Finally! American Airlines ditches gate bag sizers

October 7, 2025

American Airlines has removed its metal carry-on baggage sizers from boarding gates across its network. The move aims to improve boarding efficiency by eliminating last-minute disputes over bag size.
A significant shift in American Airlines’ ground procedures
According to an internal memo leaked to One Mile at a Time, American stated:
“As we continue to build on the success of our revamped boarding process to improve the experience for our customers, bag sizers for carry-on bags will be removed from all gates systemwide beginning Monday, Oct. 6.”

Under the new procedure, sizers will remain in airport lobbies and check-in areas, allowing customers (or staff) to test bag dimensions before going through security. The airline has instructed gate agents to use their judgment, rather than relying on the rigid metal frames. The memo tells agents they should “err on the side of the customer,” when in doubt.
The removal of gate sizers is part of American’s broader push to simplify passenger processing. It follows other initiatives, including the so-called ‘gate lice’ boarding order-enforcing technology the airline adopted last year. It alerts gate agents with an audible alarm when passengers attempt to bypass the queue outside their assigned boarding group. The airline also introduced One Stop Security at Dallas/Fort Worth International Airport, which streamlines passenger flow at key airport touchpoints.
American’s baggage policy remains, but enforcement shifts upstream
American’s carry-on policy remains unchanged: travellers may bring one carry-on bag, not exceeding 45 linear inches (typically 22 × 14 × 9 inches), plus one personal item that fits under the seat. Additional or “third” items, such as shopping bags, handbags, or backpacks, must be consolidated into the two approved bags before boarding.
What changes is the point of enforcement. Lobby and check-in staff will assist passengers in identifying oversized bags before they reach the gate—effectively pushing policy enforcement earlier in the process and reducing gate dwell time due to baggage disputes.
Precedent: United Airlines’ 2020 removal of gate sizers
This move aligns with an operational precedent set by United Airlines in 2020, when it removed gate-area bag sizers from all gates. United also kept sizers in the lobby and check-in areas but directed agents to rely on visual judgment for carry-on assessments at the gate.

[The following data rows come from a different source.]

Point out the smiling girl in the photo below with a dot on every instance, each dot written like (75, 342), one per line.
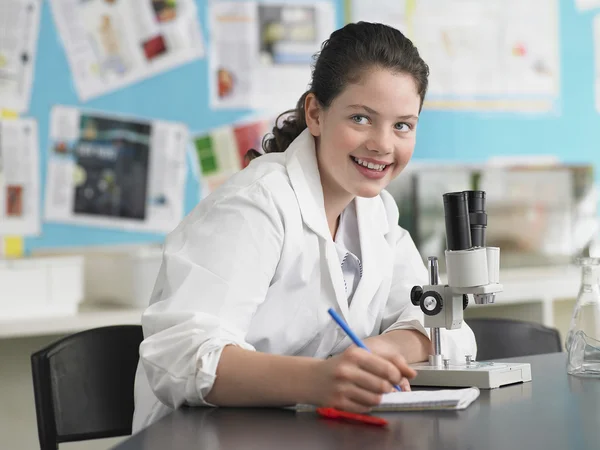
(238, 316)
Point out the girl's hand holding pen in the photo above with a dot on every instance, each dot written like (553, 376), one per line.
(356, 379)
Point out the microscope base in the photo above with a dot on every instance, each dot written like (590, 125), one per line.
(484, 375)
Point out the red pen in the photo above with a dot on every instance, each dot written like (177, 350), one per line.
(332, 413)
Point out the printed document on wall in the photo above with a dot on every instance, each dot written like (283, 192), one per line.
(19, 26)
(113, 171)
(111, 44)
(261, 51)
(584, 5)
(492, 54)
(19, 178)
(221, 152)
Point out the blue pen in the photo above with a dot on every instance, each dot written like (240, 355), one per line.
(351, 335)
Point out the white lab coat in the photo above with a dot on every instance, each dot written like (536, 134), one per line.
(254, 265)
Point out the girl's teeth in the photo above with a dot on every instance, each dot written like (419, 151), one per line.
(369, 165)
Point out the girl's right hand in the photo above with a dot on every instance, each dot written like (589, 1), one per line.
(355, 380)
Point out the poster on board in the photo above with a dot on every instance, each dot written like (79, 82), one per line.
(221, 152)
(19, 178)
(19, 27)
(490, 55)
(261, 51)
(118, 172)
(111, 44)
(585, 5)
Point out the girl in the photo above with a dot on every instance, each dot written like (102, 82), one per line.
(238, 316)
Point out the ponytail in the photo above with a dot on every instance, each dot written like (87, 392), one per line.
(282, 136)
(344, 58)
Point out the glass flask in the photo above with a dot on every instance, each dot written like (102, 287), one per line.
(583, 339)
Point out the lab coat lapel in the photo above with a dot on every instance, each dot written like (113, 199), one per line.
(375, 255)
(301, 163)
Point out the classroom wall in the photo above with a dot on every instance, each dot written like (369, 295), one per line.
(572, 133)
(182, 95)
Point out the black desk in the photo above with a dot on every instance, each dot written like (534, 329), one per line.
(554, 411)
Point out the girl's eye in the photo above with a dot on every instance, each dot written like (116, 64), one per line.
(362, 120)
(403, 126)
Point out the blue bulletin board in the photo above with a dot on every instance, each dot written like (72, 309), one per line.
(571, 132)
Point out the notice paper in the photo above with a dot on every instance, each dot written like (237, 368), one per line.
(19, 178)
(491, 54)
(584, 5)
(19, 26)
(117, 172)
(222, 152)
(111, 44)
(261, 51)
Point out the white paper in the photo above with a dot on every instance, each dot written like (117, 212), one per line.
(19, 26)
(584, 5)
(19, 178)
(261, 51)
(111, 44)
(116, 172)
(493, 50)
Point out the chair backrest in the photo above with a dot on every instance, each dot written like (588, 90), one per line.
(83, 385)
(505, 338)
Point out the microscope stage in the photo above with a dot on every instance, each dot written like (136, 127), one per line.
(484, 375)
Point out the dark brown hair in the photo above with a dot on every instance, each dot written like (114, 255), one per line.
(343, 58)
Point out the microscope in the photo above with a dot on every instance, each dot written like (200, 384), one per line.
(472, 270)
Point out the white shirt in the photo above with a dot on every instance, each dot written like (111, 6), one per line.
(347, 244)
(254, 265)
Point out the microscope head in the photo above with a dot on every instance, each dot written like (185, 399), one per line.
(472, 267)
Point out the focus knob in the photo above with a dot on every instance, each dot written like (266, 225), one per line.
(415, 295)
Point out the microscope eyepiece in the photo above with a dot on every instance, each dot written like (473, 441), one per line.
(477, 217)
(456, 214)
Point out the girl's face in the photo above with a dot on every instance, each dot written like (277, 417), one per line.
(367, 135)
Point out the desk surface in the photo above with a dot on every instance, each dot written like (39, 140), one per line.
(553, 411)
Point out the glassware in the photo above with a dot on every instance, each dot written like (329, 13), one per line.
(583, 339)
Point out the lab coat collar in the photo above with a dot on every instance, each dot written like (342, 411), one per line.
(303, 170)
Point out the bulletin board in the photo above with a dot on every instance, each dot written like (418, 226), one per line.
(177, 95)
(570, 131)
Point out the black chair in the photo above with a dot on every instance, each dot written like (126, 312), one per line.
(505, 338)
(83, 385)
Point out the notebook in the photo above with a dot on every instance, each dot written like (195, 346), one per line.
(441, 399)
(425, 400)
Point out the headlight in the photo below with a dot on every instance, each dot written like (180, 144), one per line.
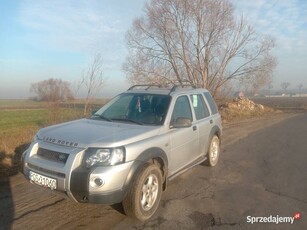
(105, 157)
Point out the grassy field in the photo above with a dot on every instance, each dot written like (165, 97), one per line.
(283, 103)
(21, 119)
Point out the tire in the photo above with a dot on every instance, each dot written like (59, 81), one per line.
(143, 197)
(214, 151)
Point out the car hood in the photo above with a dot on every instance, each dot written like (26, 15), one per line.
(86, 133)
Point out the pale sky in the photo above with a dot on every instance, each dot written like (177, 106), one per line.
(56, 39)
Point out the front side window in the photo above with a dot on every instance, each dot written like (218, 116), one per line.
(182, 109)
(148, 109)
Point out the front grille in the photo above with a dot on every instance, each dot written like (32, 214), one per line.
(39, 169)
(52, 155)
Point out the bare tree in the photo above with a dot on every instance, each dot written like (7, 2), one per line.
(197, 41)
(52, 90)
(284, 86)
(300, 86)
(93, 80)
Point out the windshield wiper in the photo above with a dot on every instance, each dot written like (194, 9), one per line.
(129, 120)
(102, 117)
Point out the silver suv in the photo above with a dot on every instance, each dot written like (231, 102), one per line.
(129, 149)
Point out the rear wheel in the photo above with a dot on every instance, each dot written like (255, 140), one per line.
(214, 151)
(143, 198)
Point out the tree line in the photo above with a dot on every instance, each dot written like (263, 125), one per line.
(201, 42)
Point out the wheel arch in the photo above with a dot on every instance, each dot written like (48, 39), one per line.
(152, 155)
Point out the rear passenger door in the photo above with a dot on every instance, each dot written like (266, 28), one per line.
(203, 121)
(184, 141)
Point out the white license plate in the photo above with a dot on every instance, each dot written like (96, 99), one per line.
(43, 180)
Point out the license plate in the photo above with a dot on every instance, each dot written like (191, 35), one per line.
(43, 180)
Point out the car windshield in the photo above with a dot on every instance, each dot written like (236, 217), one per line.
(147, 109)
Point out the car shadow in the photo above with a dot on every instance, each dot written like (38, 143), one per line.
(9, 166)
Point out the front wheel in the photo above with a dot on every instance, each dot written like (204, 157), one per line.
(143, 198)
(214, 151)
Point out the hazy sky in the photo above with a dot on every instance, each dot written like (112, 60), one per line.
(56, 39)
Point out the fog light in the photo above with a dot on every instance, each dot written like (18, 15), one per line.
(97, 182)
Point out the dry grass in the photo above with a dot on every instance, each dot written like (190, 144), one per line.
(18, 127)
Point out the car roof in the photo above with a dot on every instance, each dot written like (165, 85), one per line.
(157, 89)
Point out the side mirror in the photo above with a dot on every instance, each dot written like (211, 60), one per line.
(94, 111)
(181, 122)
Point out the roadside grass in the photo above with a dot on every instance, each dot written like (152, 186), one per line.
(18, 127)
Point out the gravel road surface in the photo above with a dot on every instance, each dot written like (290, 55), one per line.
(262, 173)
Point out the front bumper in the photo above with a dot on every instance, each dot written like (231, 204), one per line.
(111, 188)
(80, 183)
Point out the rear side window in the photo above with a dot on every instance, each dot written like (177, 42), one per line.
(200, 107)
(211, 102)
(182, 109)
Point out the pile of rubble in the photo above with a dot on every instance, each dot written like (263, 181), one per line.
(241, 108)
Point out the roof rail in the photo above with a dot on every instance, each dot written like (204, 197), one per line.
(145, 86)
(175, 87)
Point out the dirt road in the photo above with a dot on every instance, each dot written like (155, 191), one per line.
(262, 172)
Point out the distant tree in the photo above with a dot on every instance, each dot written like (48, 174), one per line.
(93, 80)
(201, 42)
(300, 86)
(284, 86)
(52, 90)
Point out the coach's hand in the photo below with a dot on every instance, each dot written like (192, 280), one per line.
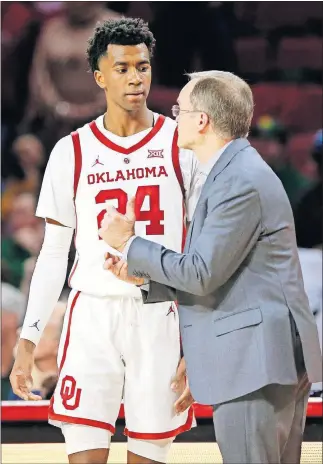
(180, 384)
(117, 229)
(20, 377)
(119, 268)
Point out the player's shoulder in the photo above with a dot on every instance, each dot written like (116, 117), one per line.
(169, 123)
(63, 152)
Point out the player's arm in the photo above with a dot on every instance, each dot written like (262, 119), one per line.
(56, 206)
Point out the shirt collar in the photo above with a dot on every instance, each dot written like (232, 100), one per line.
(205, 168)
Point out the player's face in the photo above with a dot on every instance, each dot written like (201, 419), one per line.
(125, 74)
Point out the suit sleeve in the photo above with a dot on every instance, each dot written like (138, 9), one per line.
(157, 293)
(231, 229)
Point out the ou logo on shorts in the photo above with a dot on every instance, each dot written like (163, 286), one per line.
(69, 392)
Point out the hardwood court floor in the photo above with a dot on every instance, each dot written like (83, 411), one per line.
(189, 453)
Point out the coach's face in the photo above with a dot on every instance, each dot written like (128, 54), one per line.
(125, 75)
(191, 122)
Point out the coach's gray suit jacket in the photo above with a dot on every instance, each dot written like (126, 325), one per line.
(237, 282)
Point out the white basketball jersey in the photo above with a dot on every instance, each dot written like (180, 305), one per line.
(106, 173)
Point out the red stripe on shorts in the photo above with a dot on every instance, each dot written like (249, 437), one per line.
(62, 417)
(159, 436)
(77, 174)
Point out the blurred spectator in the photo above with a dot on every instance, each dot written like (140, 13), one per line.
(311, 264)
(45, 370)
(201, 30)
(63, 93)
(24, 237)
(26, 159)
(309, 211)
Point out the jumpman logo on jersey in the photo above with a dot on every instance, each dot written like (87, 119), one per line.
(35, 324)
(171, 310)
(97, 161)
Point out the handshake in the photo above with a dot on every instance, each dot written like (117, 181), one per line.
(116, 230)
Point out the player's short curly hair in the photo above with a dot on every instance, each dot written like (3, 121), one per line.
(125, 31)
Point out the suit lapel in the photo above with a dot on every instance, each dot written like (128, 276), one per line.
(229, 153)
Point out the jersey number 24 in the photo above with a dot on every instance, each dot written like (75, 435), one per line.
(154, 215)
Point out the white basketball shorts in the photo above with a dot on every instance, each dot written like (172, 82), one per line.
(115, 349)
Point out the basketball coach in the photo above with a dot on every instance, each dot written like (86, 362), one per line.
(249, 338)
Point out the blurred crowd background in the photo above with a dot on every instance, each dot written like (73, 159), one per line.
(47, 91)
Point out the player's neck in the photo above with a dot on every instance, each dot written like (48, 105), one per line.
(124, 124)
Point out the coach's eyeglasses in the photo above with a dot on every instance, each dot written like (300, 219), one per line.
(176, 111)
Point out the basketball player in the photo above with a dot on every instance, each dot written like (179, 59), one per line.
(112, 346)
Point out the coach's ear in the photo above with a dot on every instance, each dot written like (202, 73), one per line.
(99, 79)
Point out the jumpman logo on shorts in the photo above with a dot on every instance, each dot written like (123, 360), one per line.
(97, 161)
(35, 324)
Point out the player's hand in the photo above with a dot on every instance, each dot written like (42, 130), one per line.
(20, 377)
(119, 268)
(180, 384)
(116, 229)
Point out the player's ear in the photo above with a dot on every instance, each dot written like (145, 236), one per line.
(99, 78)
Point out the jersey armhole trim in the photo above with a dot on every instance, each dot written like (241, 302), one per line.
(77, 160)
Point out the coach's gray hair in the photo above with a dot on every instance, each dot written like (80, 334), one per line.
(226, 99)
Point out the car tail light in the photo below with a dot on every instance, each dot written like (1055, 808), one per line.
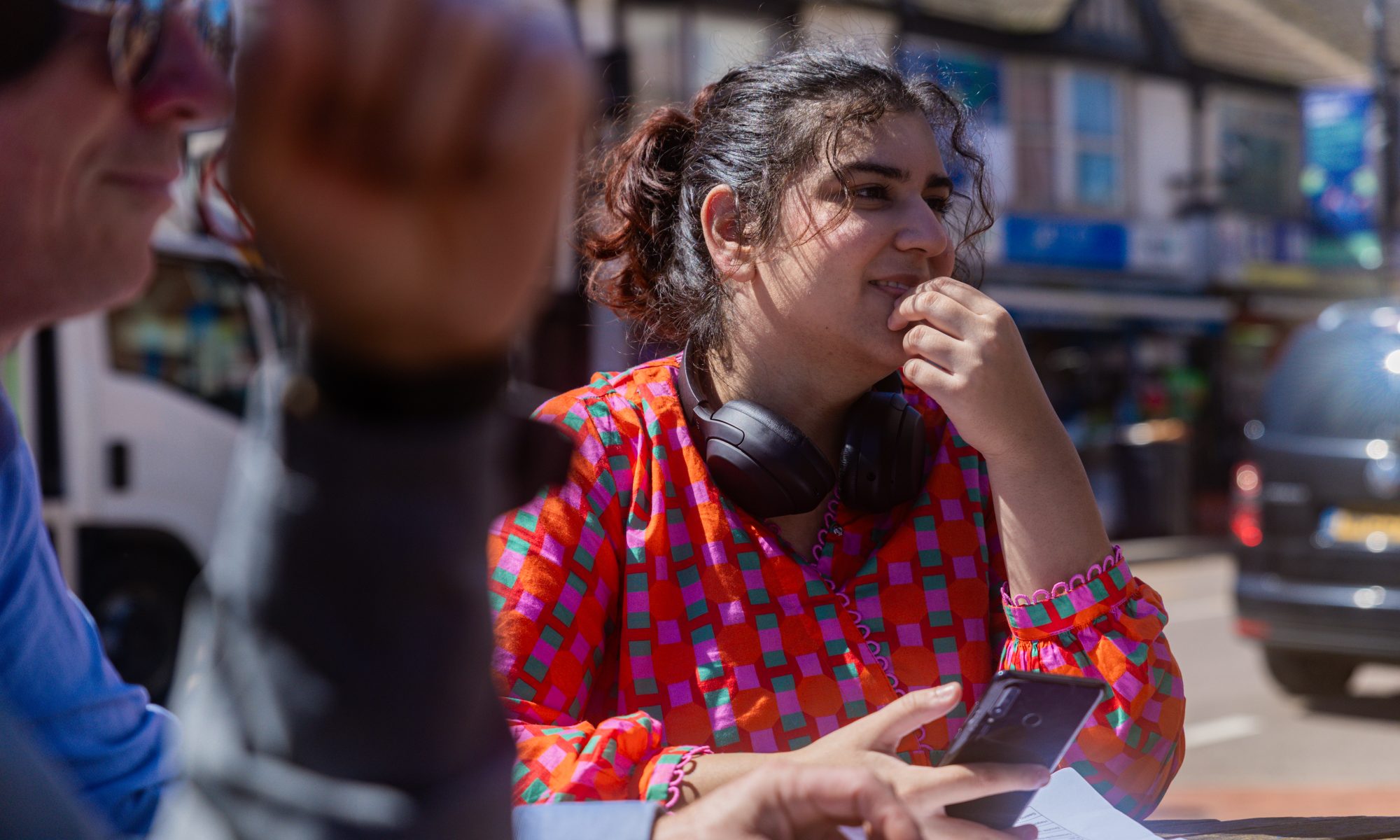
(1252, 628)
(1247, 513)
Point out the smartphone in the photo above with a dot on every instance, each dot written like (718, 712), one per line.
(1026, 718)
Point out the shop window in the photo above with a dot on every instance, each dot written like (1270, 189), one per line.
(1097, 138)
(1034, 120)
(677, 51)
(972, 76)
(1259, 159)
(191, 331)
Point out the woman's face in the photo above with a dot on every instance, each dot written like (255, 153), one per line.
(830, 284)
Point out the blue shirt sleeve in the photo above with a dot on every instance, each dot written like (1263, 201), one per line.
(586, 821)
(54, 673)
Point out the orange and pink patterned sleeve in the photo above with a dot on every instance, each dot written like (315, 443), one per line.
(1107, 625)
(554, 590)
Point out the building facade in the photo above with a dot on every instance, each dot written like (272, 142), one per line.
(1153, 240)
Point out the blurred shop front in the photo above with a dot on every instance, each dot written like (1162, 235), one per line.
(1129, 345)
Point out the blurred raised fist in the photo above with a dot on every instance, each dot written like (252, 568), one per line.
(404, 163)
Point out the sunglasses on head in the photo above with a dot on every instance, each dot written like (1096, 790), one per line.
(139, 26)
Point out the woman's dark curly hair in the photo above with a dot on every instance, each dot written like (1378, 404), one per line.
(757, 131)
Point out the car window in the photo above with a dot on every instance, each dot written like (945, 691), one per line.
(1336, 384)
(192, 331)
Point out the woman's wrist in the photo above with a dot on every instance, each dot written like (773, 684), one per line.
(712, 771)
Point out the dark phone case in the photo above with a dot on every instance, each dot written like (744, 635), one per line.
(1037, 727)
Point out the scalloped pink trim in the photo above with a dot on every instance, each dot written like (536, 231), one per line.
(828, 526)
(678, 774)
(1115, 558)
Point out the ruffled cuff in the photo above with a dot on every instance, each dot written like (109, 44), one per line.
(1070, 604)
(666, 774)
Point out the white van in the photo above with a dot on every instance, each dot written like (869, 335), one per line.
(132, 416)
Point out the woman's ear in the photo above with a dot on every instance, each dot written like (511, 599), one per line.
(723, 233)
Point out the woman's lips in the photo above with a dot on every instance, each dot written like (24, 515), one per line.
(897, 286)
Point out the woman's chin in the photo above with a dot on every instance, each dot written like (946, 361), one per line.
(888, 354)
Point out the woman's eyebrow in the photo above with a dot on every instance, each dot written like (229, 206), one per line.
(937, 181)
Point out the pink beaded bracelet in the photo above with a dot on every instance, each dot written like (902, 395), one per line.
(1115, 558)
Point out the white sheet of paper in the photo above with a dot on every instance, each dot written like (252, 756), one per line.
(1070, 810)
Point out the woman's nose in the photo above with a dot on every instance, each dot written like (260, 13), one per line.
(922, 230)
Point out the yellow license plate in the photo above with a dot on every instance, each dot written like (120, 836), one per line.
(1370, 530)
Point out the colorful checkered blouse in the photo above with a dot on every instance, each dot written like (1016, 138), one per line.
(642, 615)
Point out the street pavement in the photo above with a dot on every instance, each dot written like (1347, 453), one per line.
(1251, 750)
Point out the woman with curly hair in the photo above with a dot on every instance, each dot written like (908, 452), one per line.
(849, 488)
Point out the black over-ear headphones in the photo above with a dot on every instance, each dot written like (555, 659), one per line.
(772, 470)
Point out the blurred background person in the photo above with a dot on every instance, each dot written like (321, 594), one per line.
(90, 144)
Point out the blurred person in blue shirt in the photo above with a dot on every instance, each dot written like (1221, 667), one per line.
(85, 173)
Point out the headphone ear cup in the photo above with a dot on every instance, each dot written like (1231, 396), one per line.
(883, 463)
(772, 470)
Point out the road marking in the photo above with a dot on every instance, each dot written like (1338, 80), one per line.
(1199, 610)
(1222, 730)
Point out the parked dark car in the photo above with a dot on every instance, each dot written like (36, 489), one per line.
(1318, 503)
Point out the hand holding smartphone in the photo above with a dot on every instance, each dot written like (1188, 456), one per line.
(1024, 719)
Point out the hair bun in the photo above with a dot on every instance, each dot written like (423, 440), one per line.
(634, 239)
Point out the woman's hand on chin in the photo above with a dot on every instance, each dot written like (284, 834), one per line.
(870, 744)
(967, 354)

In an internal memo reported on by Live and Let’s Fly, the airline stated:
“This bag is too big for our bag sizer, but fits into the aeroplane’s overhead bin … Let it go.”
United’s rationale was that rigid frames sometimes undercount viable stowage, especially as newer aircraft may offer more flexible or deeper bins—the decision aimed to reduce boarding friction and empower gate staff to make pragmatic judgments. United’s experience has likely provided a field test of gate agents’ discretionary enforcement, which American is now following.
Data-driven airline operations: AI baggage models and predictive insight
Removing rigid sizers gives ground teams more flexibility to respond to real-world demand rather than adhering to static mechanical limits.
Supporting that shift is American Airlines’ ongoing adoption of AI for operations. The airline has stated that it uses “baggage models to better predict bag volumes and help get customers and their bags on their way even faster.” By leveraging these data tools, American can forecast how many carry-ons versus checked bags will appear on each flight, allowing it to anticipate congestion at check-in or boarding.

That digital shift aligns with other American initiatives, such as its use of generative AI for customer service optimisation.
Across the industry, similar AI-assisted models are being trialled — Munich Airport’s AI ApronAI system, for instance, uses machine learning to optimise aircraft turnarounds and staffing.
A sensible approach to baggage that pays off for American
The time wasted by passengers arguing with gate agents over their bags is expensive to airlines. According to Airlines for America (A4A), the average cost of aircraft block time for U.S. passenger carriers was US $100.76 per minute in 2024. That figure includes crew costs, maintenance, fuel burn, and aircraft ownership.
A few minutes saved on boarding or ground operations can yield substantial annual savings when multiplied across thousands of daily departures. Even a one-minute reduction in average turnaround time per flight can have measurable network-wide impacts on fuel, scheduling, and aircraft utilisation.
IATA’s Airline Cost Performance report estimates that reducing just one minute per flight globally could save airlines over $1 billion annually in direct fuel and operational costs.

Boarding-area efficiency remains one of the industry’s persistent challenges; IATA identified it as one of the “frequent pain points for passengers” in its recent global survey.
American’s removal of baggage sizers at gates is a pragmatic approach to enforcing carry-on baggage policy. The time saved in arguments over bags at the gate could potentially save the airline significant operational costs. It also empowers agents to use their judgment and keep passengers happy.